Miguel, poco sensible a las bellezas de la naturaleza,
se sintió de pronto impresionado por aquel cuadro mágico; mas un acontecimiento
inesperado vino a distraer su atención.
Dos soldados a quienes pareció sospechoso este
muchacho que viajaba solo y en dirección a las sierras (ya que cualquier cosa
era sospechosa en aquellos tiempos), se dirigieron hacia él al galope. En el
sobresalto del primer momento, cometió la imprudencia de huir, lo que
naturalmente avivó las sospechas de los soldados, quienes, cortándole el
camino, consiguieron prenderlo.
-¡Hola! -gritó uno de ellos sujetándole el
caballo por la rienda; -¿Quién eres y a dónde vas?
Miguel, recobrada su sangre fría, contestó humildemente
que era chileno, que se llamaba Juan Gómez y que iba a la hacienda de sus
padres; mas por su manera de hablar, los soldados conocieron que era cuyano, es decir, nativo de Cuyo, o por
extensión, de la región al oriente de los Andes, y le condujeron al campamento,
a pesar de sus súplicas.

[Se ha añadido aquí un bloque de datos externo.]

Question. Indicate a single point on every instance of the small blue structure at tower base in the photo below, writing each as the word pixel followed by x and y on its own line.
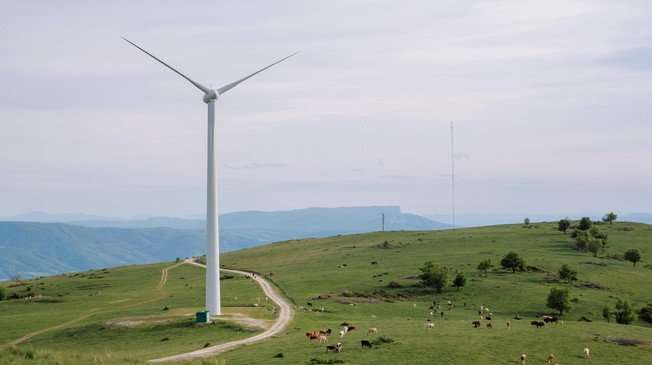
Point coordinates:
pixel 203 317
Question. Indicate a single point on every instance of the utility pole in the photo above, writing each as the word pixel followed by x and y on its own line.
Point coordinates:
pixel 453 174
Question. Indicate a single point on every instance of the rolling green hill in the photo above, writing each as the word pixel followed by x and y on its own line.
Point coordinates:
pixel 349 277
pixel 32 249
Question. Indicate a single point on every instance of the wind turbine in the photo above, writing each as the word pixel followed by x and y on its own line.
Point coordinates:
pixel 212 224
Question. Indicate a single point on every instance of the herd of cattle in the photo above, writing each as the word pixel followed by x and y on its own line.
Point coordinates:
pixel 485 316
pixel 323 334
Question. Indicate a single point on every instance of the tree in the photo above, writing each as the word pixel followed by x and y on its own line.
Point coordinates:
pixel 606 313
pixel 598 234
pixel 582 239
pixel 594 247
pixel 633 256
pixel 566 273
pixel 433 276
pixel 624 313
pixel 485 265
pixel 585 223
pixel 563 225
pixel 459 281
pixel 610 217
pixel 512 261
pixel 558 300
pixel 645 314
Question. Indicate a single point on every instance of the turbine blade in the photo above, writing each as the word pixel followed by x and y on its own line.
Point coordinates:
pixel 230 86
pixel 197 85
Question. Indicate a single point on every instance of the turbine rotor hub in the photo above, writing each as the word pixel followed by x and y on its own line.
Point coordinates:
pixel 211 95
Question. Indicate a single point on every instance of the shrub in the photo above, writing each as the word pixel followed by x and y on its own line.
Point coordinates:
pixel 459 281
pixel 594 247
pixel 567 274
pixel 633 256
pixel 606 313
pixel 485 265
pixel 558 299
pixel 585 223
pixel 513 262
pixel 624 313
pixel 610 217
pixel 645 314
pixel 433 276
pixel 563 225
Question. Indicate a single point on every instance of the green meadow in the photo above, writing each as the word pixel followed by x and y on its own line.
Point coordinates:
pixel 367 280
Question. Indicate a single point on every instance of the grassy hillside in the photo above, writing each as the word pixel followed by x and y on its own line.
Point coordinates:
pixel 311 268
pixel 349 275
pixel 32 248
pixel 46 248
pixel 119 315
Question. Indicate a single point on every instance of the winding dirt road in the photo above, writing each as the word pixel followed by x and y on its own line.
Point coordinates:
pixel 285 315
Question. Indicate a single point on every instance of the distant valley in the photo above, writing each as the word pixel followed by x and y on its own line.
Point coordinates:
pixel 41 244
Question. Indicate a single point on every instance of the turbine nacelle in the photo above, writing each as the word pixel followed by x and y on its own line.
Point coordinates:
pixel 211 95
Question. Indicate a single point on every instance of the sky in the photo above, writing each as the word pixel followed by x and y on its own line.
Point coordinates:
pixel 550 100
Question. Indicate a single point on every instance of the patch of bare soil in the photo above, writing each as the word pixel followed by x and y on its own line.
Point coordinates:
pixel 244 321
pixel 623 341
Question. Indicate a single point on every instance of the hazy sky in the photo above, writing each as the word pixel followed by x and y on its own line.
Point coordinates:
pixel 551 101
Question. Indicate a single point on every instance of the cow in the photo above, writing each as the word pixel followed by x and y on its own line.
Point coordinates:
pixel 551 358
pixel 334 348
pixel 538 324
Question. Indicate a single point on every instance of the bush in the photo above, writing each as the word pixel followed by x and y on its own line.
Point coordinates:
pixel 624 313
pixel 633 256
pixel 645 314
pixel 610 217
pixel 567 274
pixel 606 313
pixel 485 265
pixel 513 262
pixel 558 299
pixel 594 247
pixel 563 225
pixel 585 223
pixel 433 276
pixel 459 281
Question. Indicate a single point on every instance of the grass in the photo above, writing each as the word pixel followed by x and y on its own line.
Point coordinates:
pixel 124 315
pixel 340 271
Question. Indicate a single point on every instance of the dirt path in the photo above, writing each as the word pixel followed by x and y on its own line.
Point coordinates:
pixel 94 311
pixel 285 315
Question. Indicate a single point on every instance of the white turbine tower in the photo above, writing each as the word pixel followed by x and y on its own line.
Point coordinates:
pixel 212 226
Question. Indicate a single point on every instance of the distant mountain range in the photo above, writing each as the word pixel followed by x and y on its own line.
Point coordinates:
pixel 41 243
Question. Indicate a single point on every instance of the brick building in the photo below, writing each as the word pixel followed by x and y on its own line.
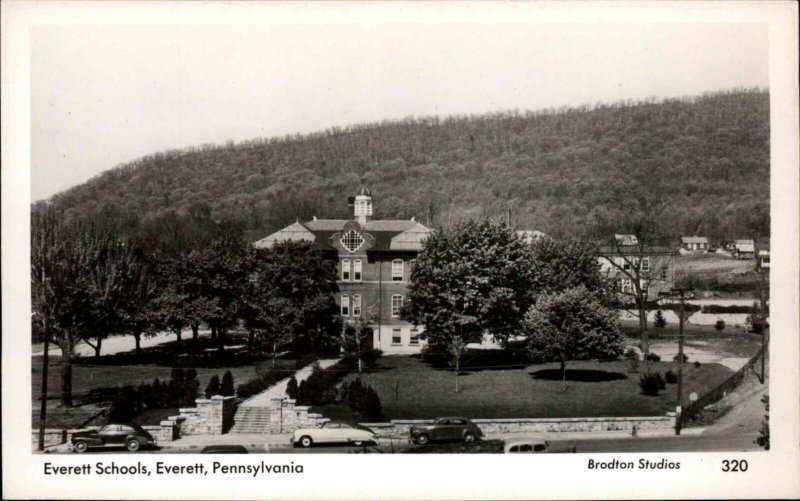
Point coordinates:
pixel 374 259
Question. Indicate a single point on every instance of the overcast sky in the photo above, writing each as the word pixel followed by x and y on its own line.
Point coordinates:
pixel 102 96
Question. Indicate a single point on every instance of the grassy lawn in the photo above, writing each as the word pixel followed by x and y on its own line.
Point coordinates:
pixel 113 371
pixel 728 342
pixel 410 388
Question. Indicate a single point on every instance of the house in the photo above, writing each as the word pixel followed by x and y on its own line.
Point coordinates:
pixel 694 244
pixel 622 239
pixel 374 259
pixel 652 266
pixel 744 249
pixel 763 258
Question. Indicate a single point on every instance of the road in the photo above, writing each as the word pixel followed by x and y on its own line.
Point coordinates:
pixel 688 443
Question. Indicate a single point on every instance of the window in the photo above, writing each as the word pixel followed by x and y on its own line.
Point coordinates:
pixel 397 270
pixel 397 303
pixel 352 240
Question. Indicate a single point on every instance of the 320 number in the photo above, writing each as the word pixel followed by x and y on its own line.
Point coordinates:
pixel 734 465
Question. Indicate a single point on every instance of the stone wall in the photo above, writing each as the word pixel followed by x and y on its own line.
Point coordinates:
pixel 212 416
pixel 400 428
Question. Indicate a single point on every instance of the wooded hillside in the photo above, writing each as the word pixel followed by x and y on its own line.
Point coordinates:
pixel 573 172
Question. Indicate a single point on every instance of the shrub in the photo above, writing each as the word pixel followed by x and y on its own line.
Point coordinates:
pixel 650 383
pixel 370 406
pixel 125 406
pixel 291 388
pixel 213 386
pixel 227 384
pixel 659 320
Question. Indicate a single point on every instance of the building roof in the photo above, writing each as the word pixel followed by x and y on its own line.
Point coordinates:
pixel 694 240
pixel 623 239
pixel 387 234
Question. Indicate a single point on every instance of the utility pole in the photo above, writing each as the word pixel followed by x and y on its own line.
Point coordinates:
pixel 679 409
pixel 45 361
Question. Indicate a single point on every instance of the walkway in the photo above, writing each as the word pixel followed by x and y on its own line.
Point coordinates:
pixel 278 390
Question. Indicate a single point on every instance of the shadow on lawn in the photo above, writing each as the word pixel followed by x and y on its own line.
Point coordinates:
pixel 580 375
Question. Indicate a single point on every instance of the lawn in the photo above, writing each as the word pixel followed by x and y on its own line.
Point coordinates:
pixel 410 388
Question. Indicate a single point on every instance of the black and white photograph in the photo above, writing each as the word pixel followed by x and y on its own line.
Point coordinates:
pixel 504 249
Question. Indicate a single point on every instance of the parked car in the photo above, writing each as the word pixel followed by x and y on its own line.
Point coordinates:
pixel 524 445
pixel 224 449
pixel 449 428
pixel 334 432
pixel 131 436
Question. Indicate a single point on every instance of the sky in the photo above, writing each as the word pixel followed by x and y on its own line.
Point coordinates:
pixel 106 95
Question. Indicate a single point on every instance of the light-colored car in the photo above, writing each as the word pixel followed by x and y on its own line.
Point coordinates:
pixel 334 432
pixel 525 446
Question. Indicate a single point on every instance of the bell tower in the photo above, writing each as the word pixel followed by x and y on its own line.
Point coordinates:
pixel 363 205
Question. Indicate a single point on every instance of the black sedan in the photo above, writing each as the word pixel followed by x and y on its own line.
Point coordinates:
pixel 131 436
pixel 451 428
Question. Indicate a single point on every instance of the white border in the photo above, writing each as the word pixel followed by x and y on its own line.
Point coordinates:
pixel 772 474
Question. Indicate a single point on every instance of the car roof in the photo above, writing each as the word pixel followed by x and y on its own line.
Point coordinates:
pixel 521 441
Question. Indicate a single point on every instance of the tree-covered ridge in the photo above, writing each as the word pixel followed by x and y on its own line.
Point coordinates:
pixel 570 172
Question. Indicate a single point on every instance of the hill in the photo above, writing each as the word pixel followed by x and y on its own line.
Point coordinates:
pixel 573 172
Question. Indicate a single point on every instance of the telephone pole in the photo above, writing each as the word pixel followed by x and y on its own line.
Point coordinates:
pixel 45 362
pixel 679 409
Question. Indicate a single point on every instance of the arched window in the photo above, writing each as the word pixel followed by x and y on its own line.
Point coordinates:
pixel 352 240
pixel 397 270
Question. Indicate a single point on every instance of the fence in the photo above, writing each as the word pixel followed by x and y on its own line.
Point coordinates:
pixel 723 388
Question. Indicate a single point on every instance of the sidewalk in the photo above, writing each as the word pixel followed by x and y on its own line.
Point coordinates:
pixel 278 390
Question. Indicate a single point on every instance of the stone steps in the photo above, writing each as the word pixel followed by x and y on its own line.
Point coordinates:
pixel 251 420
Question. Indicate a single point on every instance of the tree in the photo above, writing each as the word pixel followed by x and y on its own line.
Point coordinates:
pixel 468 279
pixel 572 325
pixel 219 276
pixel 356 335
pixel 659 320
pixel 763 432
pixel 213 387
pixel 291 297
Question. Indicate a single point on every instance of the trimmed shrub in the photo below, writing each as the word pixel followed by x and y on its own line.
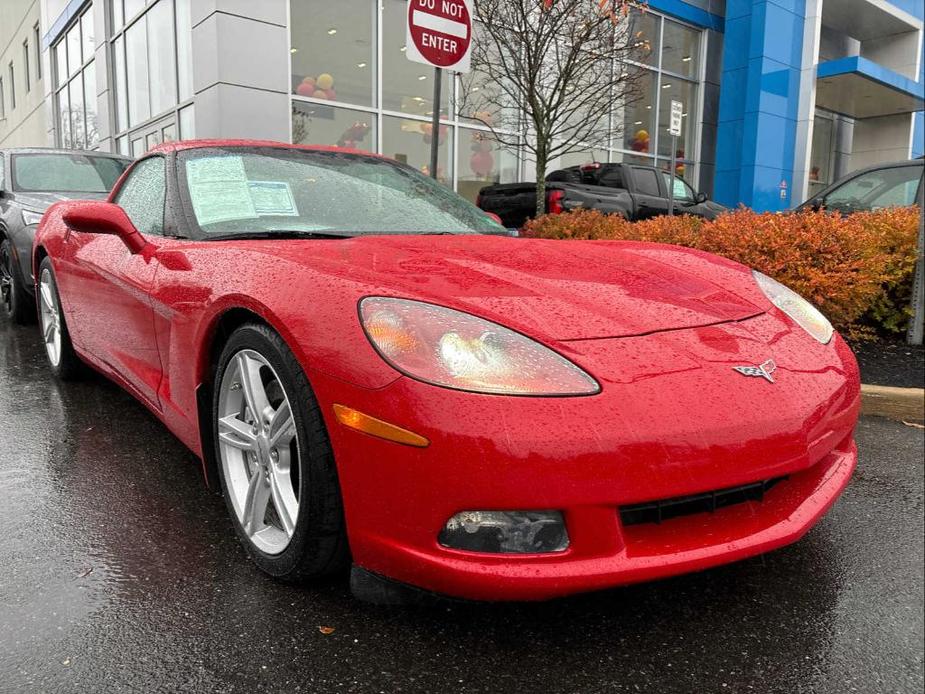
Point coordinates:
pixel 857 269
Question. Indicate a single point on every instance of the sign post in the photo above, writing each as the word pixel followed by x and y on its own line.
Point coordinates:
pixel 674 129
pixel 917 323
pixel 439 33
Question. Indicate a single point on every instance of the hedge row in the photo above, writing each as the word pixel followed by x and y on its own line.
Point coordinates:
pixel 858 269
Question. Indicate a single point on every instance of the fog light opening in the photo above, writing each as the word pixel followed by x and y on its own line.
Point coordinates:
pixel 511 532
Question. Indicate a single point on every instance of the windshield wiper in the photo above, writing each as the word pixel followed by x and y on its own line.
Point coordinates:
pixel 278 234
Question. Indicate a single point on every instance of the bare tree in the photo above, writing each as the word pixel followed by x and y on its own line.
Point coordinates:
pixel 552 70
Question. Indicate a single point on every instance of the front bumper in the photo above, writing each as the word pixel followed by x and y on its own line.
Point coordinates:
pixel 653 433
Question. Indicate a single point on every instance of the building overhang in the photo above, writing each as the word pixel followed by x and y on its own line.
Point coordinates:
pixel 861 88
pixel 868 19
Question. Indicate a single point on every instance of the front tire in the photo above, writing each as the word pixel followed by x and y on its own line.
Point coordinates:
pixel 64 362
pixel 275 460
pixel 17 303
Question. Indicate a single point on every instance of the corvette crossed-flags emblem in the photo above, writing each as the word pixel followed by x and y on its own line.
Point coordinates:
pixel 762 371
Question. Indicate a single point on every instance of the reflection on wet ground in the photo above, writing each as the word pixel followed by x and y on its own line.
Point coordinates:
pixel 120 571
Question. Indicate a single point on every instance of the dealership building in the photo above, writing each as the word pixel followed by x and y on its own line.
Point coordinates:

Allí lo entregaron a un sargento y éste a su vez a un
oficial superior.
Interrogado, respondió con serenidad, ocultando
su temor de que lo registraran y encontraran la carta.
Después del interrogatorio, le llevaron a una
carpa, donde se hallaba, en compañía de varios oficiales, el coronel Ordóñez.
-Te acusan de ser agente del general San Martín
-díjole el coronel sin preámbulos.
-¿Qué tienes que contestar?
Miguel habría preferido declarar orgullosamente
la verdad; pero la prudencia le hizo renunciar a esta idea, y como antes, negó
la acusación.
-Oye, muchacho, -agregó el coronel, -de nada te
sirve negar. Más vale que confieses francamente; así quizá pueda aliviarte el
castigo, porque eres muy joven.
Miguel no se dejó seducir y repitió su
declaración; pero a Ordóñez no se le engañaba tan fácilmente.
-¿Llevas alguna carta? -le preguntó de improviso.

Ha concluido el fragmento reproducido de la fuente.